We reported last year on the programme to replace Harpoon when Harriett Baldwin and her French counterpart signed an agreement to explore future long range weapons for the Royal and French Navies and Air Forces with the aim of replacing the Harpoon anti-ship missile and the Storm Shadow cruise missile as well as an array of French weapon types.

11 COMMENTS

  1. I May sound a bit daft here.. par for the course.. but why can we not just extend the life of the harpoon anti ship system? Surely it’s better to have something (even if dated) than nothing at all?

    • My best guess is the explosive components ( Warhead, boost motor etc)are past their safe to use date. Explosives have a stabiliser in their chemical matrix that reduces the explosives reaction to shock and the internal fiction of the explosive molecules rubbing against each other.
      The degrading of the stabiliser over time makes the explosive more susceptible to shock and mishandling. Its usually a linear plot on a graph as the stabiliser decreases and sensitivity to shock increases so you can make a best guess on when the explosive is no longer safe to use and needs to be taken out of service.

  2. Can someone clarify the effective range please, wiki states 1 to 25km and 45km for the extended version, an improvement over the 10km of Seawolf, but the video above claims 500 square km? Even if the radar software extends that distance, it’s not a protected range surely?

      • It’s a lot more than that. It’s a circle so the area is pi x R^2 where R is the range and hence the radius of the circle. Taking that 22km as the 20-25km approximation that’s approx 22^2 x 3.14159 = 1,520 square km.

        As I understand it the problem with missile range is that it is so variable depending on the target.

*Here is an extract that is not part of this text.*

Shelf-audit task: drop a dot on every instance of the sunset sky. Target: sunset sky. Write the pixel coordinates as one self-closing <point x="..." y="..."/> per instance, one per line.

It’s easy to visualise the fact that to hit a high altitude target a lot of the missile’s energy (fuel) needs to be expended in gaining height which then reduces the range (horizontal distance from the ship) that can be achieved but the other issue, even with sea-skimming or other lowish altitude targets, is how clever the target is in terms of how much maneuvering it is doing. Every time the defensive missile needs to course correct it sheds energy in order to change its direction of travel which again expends fuel and reduces the distance it can reach from the ship. The exact attack envelopes of Sea Ceptor is probably very classified and I have no idea what assumptions have been made for the ranges that Wikipedia quotes in terms of altitude and amount of maneuvering involved in getting to the target.

        The video actually says 500 square miles by the way (we are British after all :)) which is 1295 sqkm. That gives a radius/range of 20.3km which is roughly in line with the Wikipedia range but still I have no idea what target profile that might be for.

  3. Another potentially dangerous capability gap, but at least it’s one that could be (reasonability) rapidly filled if a UOR was called for.

    Still, we are seeing some positive news as the RN refreshers the fleet for the 2020’s.

    Let’s hope ( I can dream) the next SDSR sees the need for a larger Navy, at least reinstated to pre 2010 size.

  4. Couple exports ordered already notched up for Brazil and NZ plus ER version to be procured by Italy and Spain?

    Quad packs can be fitted in the SYLVER and Mark 41 vertical launching systems.

    Hopefully these can be fitted t45 in place of aster 15, thereby increasing the missile load carried by those warships.

    Seems we have a successful defence industrial project on our hands.

    • Or if we really are never going to get the FFBNW Mk41s on the T45s maybe put some dedicated soft-launch VLS in that compartment. If it is sized for 16 Mk41 (that’s right isn’t it?) it should easily fit 32 and maybe even 48 Sea Ceptor launchers. Given that all the clever stuff is in the missile canisters and the soft launch tubes are pretty much drainpipes it might not be appreciably more expensive than getting quad-packs for the Sylver and would increase missile load even more.

  5. Is the aster 15 more capable than the sea ceptor?

    MBDA claim aster 15 has unmatched agility and manoeuvrability due to combined thrust / aerodynamic control «PIF-PAF» providing hit to kill capability.